Tenderising Meat (Beef)

Tenderising meat is about breaking up the structure of the meat. Grinding meat into hamburger is probably the ultimate in tenderising.

Your butcher probably makes something called minute steak, which is a thin piece of meat which looks beat up. You can also beat up the meat yourself. You do want to use something clean. One recommendation is to use something which looks more like an array of small sword than a hammer, to put a bunch of small nicks in the thin cut of meat. You would apply this piece of equipment across the meat in 2 perpendicular directions on both sides, thoroughly nicking the meat.

Some cuts of meat, such as flank steak, have a pronounced grain to them. All the muscle fibers run in a common direction. You will end up with a more tender product, if you cut the meat against (across) the grain after cooking. Cutting it thinly across the grain is better than cutting it thickly across the grain.

There are a few kinds of fruit which can chemically tenderise meat. Papaya might be the best known. I think Kiwi is probably the most effective, half a kiwifruit can tenderise up to 5 pounds of beef. Pineapple is a mild tenderiser. Figs are even less potent as a tenderizer. Apparently pears have a tenderising enzyme, but I don't know which one. The enzymes responsible do not diffuse well in meat, and only tenderise the meat they diffuse into. If the cooking temperature doesn't get high enough, the enzyme may not be completely broken down, which can give you some surprises in the leftover department. Papaya can requires temperatures as high as 85C (185F) to neutralise it. Most of the chemical tenderisers also make use of acids, typically vinegar, but could be lemon juice (citric acid) or other food acids. Acids will denature proteins, which is part of the tenderising process. Alcohol (ethanol) will also denature proteins, but not as effectively as acids. Wine would be the typical marinade ingredient using alcohol.

Aging (especially dry again) can tenderise meat. However, keeping meat around for long periods of time uncovered requires clean conditions. And you lose meat, as the overdry outside "husk" gets cutoff before cooking. Aging is done at low temperatures, below 4C (40F) and above freezing. Meat freezes at a temperature slightly less than 0C (32F), but not a lot below 0C.

Cooking tough meats for a long time will tenderize them. Stews are a great way to make use of tough meat.

For those who are extremely adventurous, apparently the shock wave of an explosion will tenderise meat.
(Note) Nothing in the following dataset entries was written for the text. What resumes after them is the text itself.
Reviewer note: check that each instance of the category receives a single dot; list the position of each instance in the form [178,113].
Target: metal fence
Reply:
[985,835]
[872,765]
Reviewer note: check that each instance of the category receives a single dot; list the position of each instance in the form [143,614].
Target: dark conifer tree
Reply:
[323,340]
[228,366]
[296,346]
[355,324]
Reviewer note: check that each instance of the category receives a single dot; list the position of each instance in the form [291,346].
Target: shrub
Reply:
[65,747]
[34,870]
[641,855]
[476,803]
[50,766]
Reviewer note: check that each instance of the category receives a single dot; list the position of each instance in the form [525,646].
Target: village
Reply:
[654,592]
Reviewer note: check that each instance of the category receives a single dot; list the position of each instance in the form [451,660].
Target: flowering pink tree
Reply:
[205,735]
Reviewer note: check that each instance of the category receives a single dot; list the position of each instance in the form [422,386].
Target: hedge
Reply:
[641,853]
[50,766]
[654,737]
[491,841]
This method needs to be used with care if you actually want to have some meat to cook. :-)

With almost all of these tenderising methods, we are perforating the meat. The meat must then be cooked to 74C (165F). Just say no to the idea of rare or medium cooked meat that has been tenderised. Acids will "cook" a food at room temperature, but I have no guidance as to how acids substitute for temperature in cooking food safety of meat.